In allen Funktionen, Dienstgrad- und Laufbahngruppen anzutreffen, bestimmen sie fast schon das Bild dieser „neuen Bundeswehr“. Viele (durch mich gemachte) Bilder zeugen vom neuen Bild unserer Armee. Interessant auch die Uniformen-Vielfalt bei „Mariners“. Da waren die Kadettinnen und Kadetten in ihren schicken „Matrosen-Anzügen“ (nein, nicht Kiel Knaben- und Mädchen-Chor). Dann die Lord´s. Kleidungsmäßig mittlerweile beginnend mit den Graden Maat und Obermaat, gefolgt von Bootsmännern bis Oberstabsbootmänner (hier gibt’s wohl keine weibliche Bezeichnung). Die Damen und Herren Offiziere, Leutnante zur See, der berühmte „K´leun“, bekannt aus Kultfilmen wie „Das Boot“, bis hin zum „Kapitän zur See“, was wohl dem Oberst der „Land-Armee“ entspricht. Der Kommandeur dieser Schule trägt stolz diesen Grad. Schön anzusehen, diese Vielfalt der Bekleidungen und Uniformen.

 

Der Samstag in Parow


Frühstück in der UHG (UnteroffiziersHeimGesellschaft), verbunden mit der Truppenküche. Auch hier die „Neue Bundeswehr“ wieder zu erkennen und zu erfahren. Büffet und Speisentheke wie in einem modernen Industrie-Unternehmen. Bezahlung mittels Karte oder auch an einem extra eingerichteten Schalter, in Bar. Wer dies nicht gleich erkennt wird durch die Hupe sanft-schrill, aber bestimmt erinnert, das „noch was fehlt“. Den Kaffee aus dem modernen Kaffee-Automaten. Vorbei die Zeiten, in denen die Kannen mit heißem bis lauwarmem Kaffee auf die Tische geholt werden konnten. Ein angenehmer Tagesbeginn ist so gleich eingeläutet.

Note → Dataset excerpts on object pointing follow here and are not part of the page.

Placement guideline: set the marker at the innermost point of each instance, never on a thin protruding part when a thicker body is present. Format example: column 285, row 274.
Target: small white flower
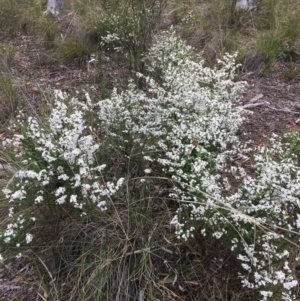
column 29, row 238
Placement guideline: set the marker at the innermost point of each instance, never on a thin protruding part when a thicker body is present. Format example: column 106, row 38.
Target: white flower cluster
column 184, row 126
column 193, row 120
column 62, row 168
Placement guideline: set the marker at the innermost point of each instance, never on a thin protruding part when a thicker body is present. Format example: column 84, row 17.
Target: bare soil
column 37, row 70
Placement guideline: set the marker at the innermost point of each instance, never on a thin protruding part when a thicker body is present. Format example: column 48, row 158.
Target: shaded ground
column 37, row 71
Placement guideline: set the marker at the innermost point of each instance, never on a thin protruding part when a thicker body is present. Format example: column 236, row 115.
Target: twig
column 283, row 110
column 250, row 105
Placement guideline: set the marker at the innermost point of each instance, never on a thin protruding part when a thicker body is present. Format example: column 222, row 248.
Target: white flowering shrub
column 180, row 134
column 58, row 175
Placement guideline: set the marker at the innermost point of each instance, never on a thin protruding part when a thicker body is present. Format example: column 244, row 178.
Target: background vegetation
column 130, row 250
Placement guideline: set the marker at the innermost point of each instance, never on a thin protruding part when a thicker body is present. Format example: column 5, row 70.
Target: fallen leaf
column 256, row 98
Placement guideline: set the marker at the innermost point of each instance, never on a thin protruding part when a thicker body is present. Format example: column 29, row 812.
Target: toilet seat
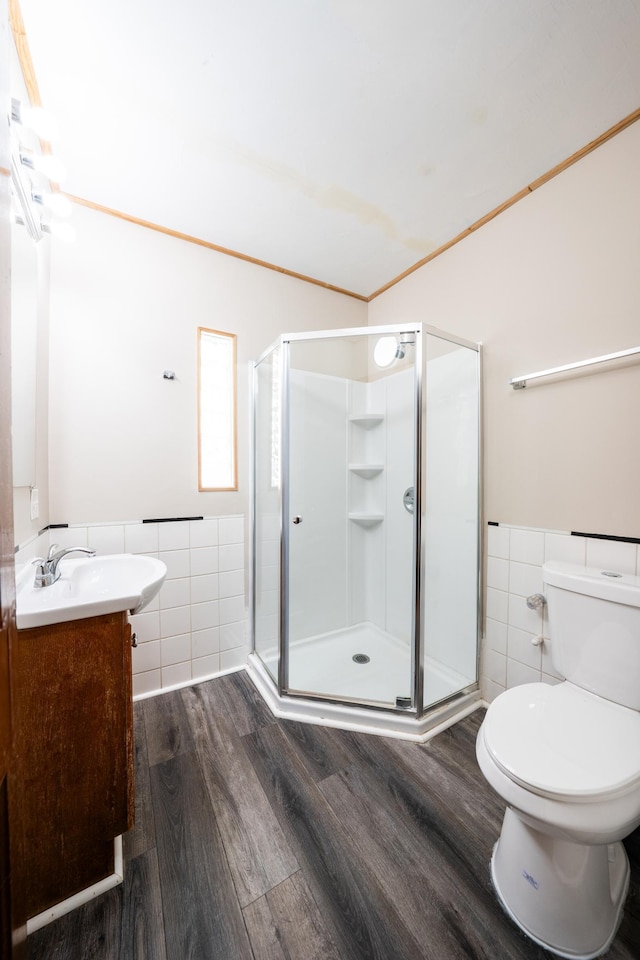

Weiter zum „Arbeitsbereich“ in den heiligen Hallen der Marine Technik. Gegenüber der letztjährigen Ausstellung eine neue Erfahrung (welche ich als die Landratte nur vom erzählen kenne).

Modelle aufstellen, Außenbereich mit einbeziehen. Akku´s einbauen, „Fahrbereitschaft herstellen“ und warten bis die ersten Gäste um die Ecke kamen und gespannt der Dinge entgegensahen, die auf sie zukommen sollten. Direkt an der Ecke zu unserem Bereich war bereits eine komplette Flugabwehr-stellung des Systems „PATRIOT“ aufgebaut. Die Raketenwerfer (wie wir sie noch nannten), Radar-Systeme, Feuer-Leit- und Führungs-Systeme in ihren Containern, aufgebockt, (wohl) Feuerbereit. So sah das also aus. Weiter um die Ecke eine Sanitätsstation. Gleich ganz vorne das Parade-Stück: Der BOXER mit Rüst-Satz „Sanitäts-Gruppe“. Dahinter ein moderner Verbandsplatz zur Erst-Versorgung. Eindrucksvoll aufgezeigt wie der Weg der Verletzten von Aufnahme über Erst-Versorgung bis hin zum (Not-?) OP durchlaufen wird. Überall hilfsbereite Sanitäts-Soldatinnen und –Soldaten, die ihre Stationen bestens „gebrieft“ vorstellten und den Besuchern keine Antwort schuldig blieben. Die/der Ein- oder Andere gab noch ein kleines Highlight aus erlebtem aus dem Kosovo oder gar aus Afghanistan dazu. Bildete die Sache gleich realistischer ab. Die aktuelle „Lage unserer Bundeswehr“ war direkt greifbar.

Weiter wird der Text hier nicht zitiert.